Filters and Recency Boosts

Metadata filters

Filters are hard constraints. A chunk must match every filter to be scored and returned. They run against the redb metadata store using precomputed bitsets, so they resolve in microseconds.

Operators

Operator	Syntax	Type	Example
Exact match	`"field": value`	string, bool, number	`"scene_type": "goal"`
Numeric range	`"field": { "gte": n, "lte": n }`	int, float	`"timerange_start": { "gte": 2040.0, "lte": 2100.0 }`
Array contains	`"field": { "contains": value }`	string list	`"tags": { "contains": "sports" }`
Set membership	`"field": { "in": [...] }`	any	`"doc_type": { "in": ["segment", "flow"] }`

All filters in the filters object combine as AND. There is no OR operator at the top level. Use "in" for multi-value matching on a single field.

Examples

$ # Exact match on two fields (AND)
$ curl -X POST $COMPASS_BASE_URL/collections/media/search \
>   -H 'Content-Type: application/json' \
>   -d '{
>     "query": "striker celebrating",
>     "filters": {
>       "scene_type": "goal",
>       "active_speaker": "commentator"
>     }
>   }'
$ 
$ # Numeric range on time window
$ curl -X POST $COMPASS_BASE_URL/collections/media/search \
>   -H 'Content-Type: application/json' \
>   -d '{
>     "query": "goal celebration",
>     "filters": {
>       "timerange_start": { "gte": 2040.0 },
>       "timerange_end": { "lte": 2100.0 }
>     }
>   }'
$ 
$ # Set membership for doc type plus exact scene
$ curl -X POST $COMPASS_BASE_URL/collections/media/search \
>   -H 'Content-Type: application/json' \
>   -d '{
>     "query": "goal celebration",
>     "filters": {
>       "doc_type": { "in": ["segment"] },
>       "scene_type": "goal"
>     }
>   }'

Recency bias

Recency bias favors newer content without hiding older content.

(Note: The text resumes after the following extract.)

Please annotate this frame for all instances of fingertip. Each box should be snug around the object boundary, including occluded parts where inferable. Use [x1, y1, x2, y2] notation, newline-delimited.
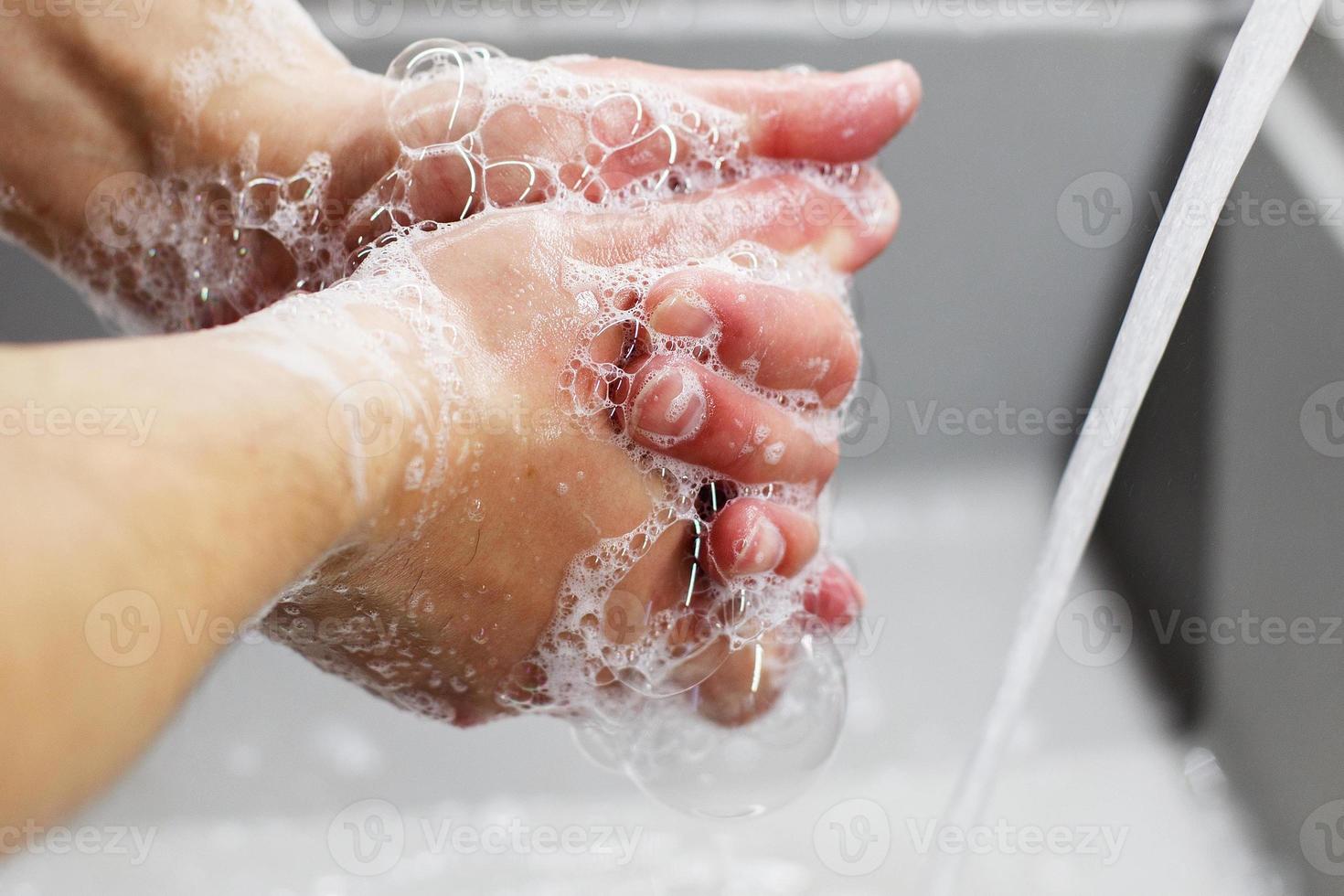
[803, 564, 867, 629]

Old chunks score lower but still appear. The decay is exponential: score *= max(min_score, 2^(-age_days / half_life_days)). A chunk with a 30-day half-life at age 30 days scores 0.5x what it would have scored at age 0.

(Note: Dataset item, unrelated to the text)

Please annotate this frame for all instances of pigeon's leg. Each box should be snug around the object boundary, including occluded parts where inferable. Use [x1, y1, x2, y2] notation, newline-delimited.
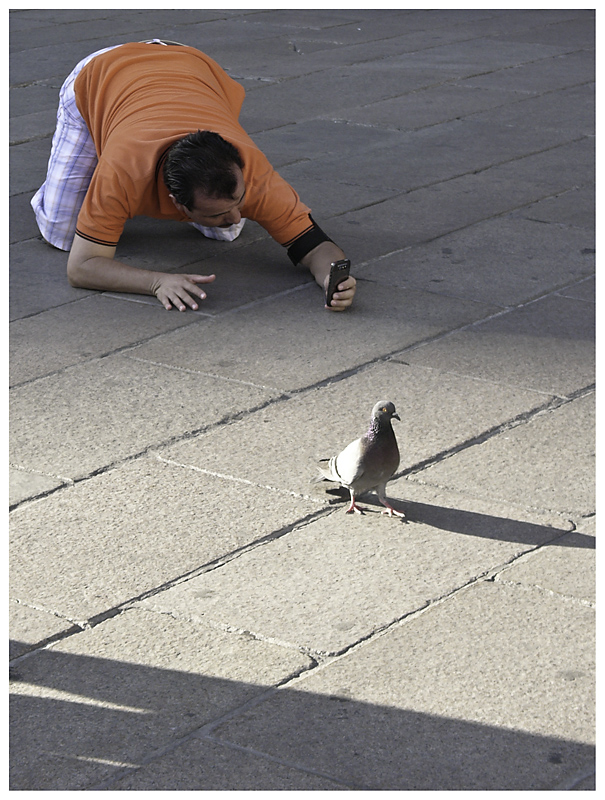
[378, 486, 405, 519]
[345, 489, 363, 514]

The recency_field tells Compass which metadata field holds the timestamp. Compass never assumes a default.

Presets

$ curl -X POST $COMPASS_BASE_URL/collections/media/search \
>   -H 'Content-Type: application/json' \
>   -d '{
>     "query": "live event highlights",
>     "recency_preset": "aggressive",
>     "recency_field": "created_at",
>     "top_k": 10
>   }'

Preset	Half-life	Score floor	Use when
`aggressive`	3 days	5%	Real-time alerts, live events, TAMS segments
`recent`	7 days	20%	News feeds, support tickets
`mild`	30 days	30%	Docs, reports, meeting notes
`archive`	90 days	50%	Legal docs, compliance, long-lived content

Custom recency

For full control, use recency instead. This overrides any preset:

$ curl -X POST $COMPASS_BASE_URL/collections/media/search \
>   -H 'Content-Type: application/json' \
>   -d '{
>     "query": "quarterly report",
>     "recency": {
>       "field": "created_at",
>       "half_life_days": 14,
>       "min_score": 0.15
>     }
>   }'

half_life_days: time in days after which a chunk’s recency contribution is halved. min_score: floor value so older chunks never fully disappear. Both are required when using the recency object.

Field boosts

Boosts are multiplicative score additions applied after retrieval. A chunk that matches a boost condition gets its score multiplied by weight. Chunks that don’t match the condition are unaffected.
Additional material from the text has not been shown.